A great team is crucial in achieving success and great technology is the key for surviving over the possibility of making a pivot. 

I was hunting for great technologies at the beginning of my VC career. Remember, that I have been a “tech guy” all my life and thought that great technologies always win. Fortunately, I soon discovered that the great leading technological position of any company could be lost quite quickly and unexpectedly if you do not manage the company’s business growth accordingly.

What are the hottest markets you currently look at as VC and where do you see the biggest hype?

We, in Almaz Capital, will continue to focus on edge computing, AI and marketplace, but I personally strongly believe in the upcoming new “waves” in Open Source Software and Open Architecture (RISC V and OpenRAN) “wave”, augmented reality (AR) and everything related to the metaverse. 

Moreover, Covid-19 pandemia is the main “contributor” in business and personal life processes changes. We need to rework our past “pre pandemia life” and adjust all tech tools that supported it - it’s almost a “greenfield” for entrepreneurs and VCs. For example, our workspace has become hybrid (offline and online), and this requires   intensive tech support: changing: hybrid cloud and multi-cloud fast adoption, new hybrid workforce tools, decentralized database, etc. Another example could be supply chain and labor shortage problems. This is a new “breath” for fast-moving automation, replacement of some human activities by Artificial General Intelligence, business and industrial processes based on reliable machines, and expanded use of analytics in digital transformation.

In your view, what are the key trends that will shape the European VC scene in the coming years?

Europe is very fragmented and it is very difficult to look at it as a single market.
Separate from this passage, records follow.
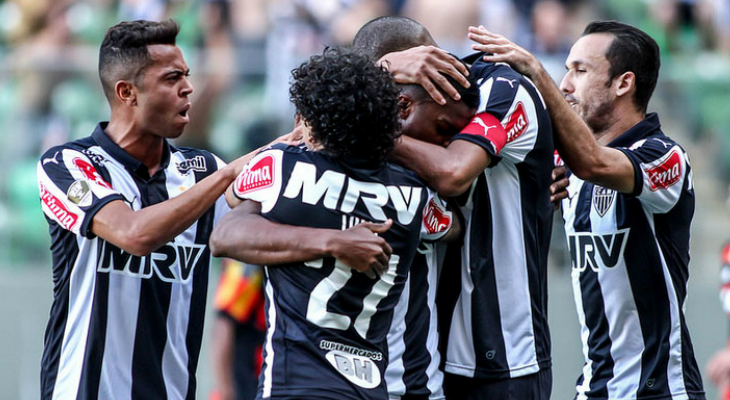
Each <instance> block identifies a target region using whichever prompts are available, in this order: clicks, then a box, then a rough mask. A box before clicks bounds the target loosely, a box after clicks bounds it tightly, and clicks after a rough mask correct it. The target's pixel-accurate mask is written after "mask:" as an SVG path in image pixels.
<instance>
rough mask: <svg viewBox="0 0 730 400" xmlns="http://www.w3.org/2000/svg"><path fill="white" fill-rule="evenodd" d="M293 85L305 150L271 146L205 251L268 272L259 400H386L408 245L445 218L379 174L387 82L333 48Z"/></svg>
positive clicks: (390, 124)
mask: <svg viewBox="0 0 730 400" xmlns="http://www.w3.org/2000/svg"><path fill="white" fill-rule="evenodd" d="M293 75H294V83H293V85H292V88H291V98H292V101H293V102H294V104H295V105H296V108H297V112H298V116H299V119H300V121H301V125H300V126H301V128H300V129H302V130H303V131H304V138H305V143H306V148H305V147H292V146H288V147H287V146H283V145H276V146H273V147H272V148H271V149H269V150H266V151H264V152H262V153H260V154H259V155H258V156H256V157H255V158H254V159H253V160H252V161H251V163H250V164H249V166H248V167H247V169H246V170H244V172H243V173H242V174H241V175H240V176H239V178H238V179H237V180H236V182H235V183H234V187H233V192H234V194H235V195H236V196H237V197H239V198H240V199H242V200H244V201H243V203H242V204H241V205H239V206H238V207H236V208H235V209H234V210H233V211H231V212H230V213H229V214H228V215H227V216H226V217H224V219H223V220H222V221H221V223H220V225H219V226H218V227H217V228H216V230H215V231H214V232H213V235H212V237H211V248H212V250H213V253H214V255H216V256H227V257H232V258H235V259H238V260H241V261H244V262H247V263H252V264H263V265H266V278H267V280H266V287H265V293H266V318H267V335H266V343H265V345H264V366H263V368H262V377H261V379H260V385H259V393H258V396H257V398H258V399H268V398H275V399H338V400H339V399H385V398H387V392H386V385H385V381H384V373H385V367H386V364H387V361H388V354H387V351H385V349H384V344H385V338H386V334H387V333H388V329H389V327H390V324H391V321H392V318H393V309H394V307H395V305H396V303H397V301H398V298H399V296H400V294H401V292H402V291H403V288H404V286H405V281H406V278H407V274H408V268H409V266H410V265H411V261H412V259H413V257H414V255H415V253H416V247H417V246H418V244H419V242H420V241H421V240H422V239H431V240H433V239H438V238H441V237H443V236H444V235H445V233H446V231H447V230H448V229H449V227H450V220H451V216H450V214H449V213H448V212H447V211H446V210H444V209H443V208H442V206H441V205H440V202H439V201H438V199H436V198H429V197H430V192H429V190H428V189H427V188H426V187H425V186H424V184H423V183H422V182H421V181H420V180H419V179H418V178H417V177H416V176H415V175H414V174H413V173H411V172H410V171H408V170H405V169H403V168H401V167H398V166H395V165H391V164H388V163H386V162H385V159H386V156H387V154H388V152H389V151H390V150H392V149H393V145H394V141H395V139H396V138H397V137H398V135H399V134H398V131H399V123H398V107H397V104H398V89H397V88H396V86H395V84H394V83H393V81H392V78H391V76H390V74H389V73H388V72H386V71H385V70H383V69H382V68H380V67H378V66H376V65H375V64H374V62H373V61H372V60H371V59H369V58H368V57H366V56H363V55H360V54H355V53H350V52H348V51H346V50H341V49H337V48H331V49H327V50H325V51H324V53H323V54H322V55H318V56H314V57H312V58H311V59H310V60H309V62H307V63H305V64H303V65H302V66H301V67H300V68H298V69H296V70H295V71H294V72H293ZM258 214H261V215H258ZM262 216H263V218H262ZM428 221H431V222H434V223H432V224H426V223H425V222H428ZM282 224H287V225H289V226H284V225H282ZM272 227H273V228H272ZM277 228H278V229H277ZM313 228H318V229H316V230H315V229H313ZM363 233H365V235H363ZM355 235H357V237H356V236H355Z"/></svg>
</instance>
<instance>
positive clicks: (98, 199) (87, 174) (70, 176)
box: [37, 147, 124, 236]
mask: <svg viewBox="0 0 730 400" xmlns="http://www.w3.org/2000/svg"><path fill="white" fill-rule="evenodd" d="M37 172H38V177H37V178H38V189H39V194H40V198H41V208H42V209H43V213H44V214H45V215H46V217H48V218H49V219H50V220H52V221H55V222H56V223H57V224H58V225H59V226H61V227H63V228H64V229H66V230H69V231H71V232H73V233H74V234H80V235H82V236H90V235H92V234H91V232H90V228H91V220H92V219H93V217H94V215H95V214H96V212H97V211H99V210H100V209H101V208H102V207H103V206H104V205H106V204H107V203H109V202H110V201H113V200H124V196H123V195H122V194H121V193H119V192H118V191H117V190H115V189H114V188H113V187H112V186H111V184H110V183H109V182H107V181H106V180H105V179H104V177H103V176H102V175H101V174H100V173H99V166H97V165H96V164H95V163H94V162H92V161H91V159H90V158H89V157H88V156H87V155H86V154H85V153H84V152H82V151H79V150H74V149H70V148H64V147H55V148H53V149H51V150H48V151H47V152H46V153H45V154H44V155H43V156H42V157H41V160H40V161H39V162H38V170H37Z"/></svg>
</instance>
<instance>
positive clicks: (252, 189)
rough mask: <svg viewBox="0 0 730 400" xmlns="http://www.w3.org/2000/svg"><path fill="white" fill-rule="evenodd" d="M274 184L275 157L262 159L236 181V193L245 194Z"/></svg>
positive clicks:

It is also far behind the USA  while taking into consideration the consumption of new innovations, since technology risk isn’t in the DNA of European executives. This is a reason why we are still focused on our so-called “bridge” model from Europe to the USA. On the other hand, I firmly believe in European leadership and tech innovation power. I think that regulated markets such as FinTech, Healthcare, or similar provide a chance for European entrepreneurs of becoming a unicorn “playground” for many regional VCs to compete in the markets of SouthEast Asia, South America and MENA regions.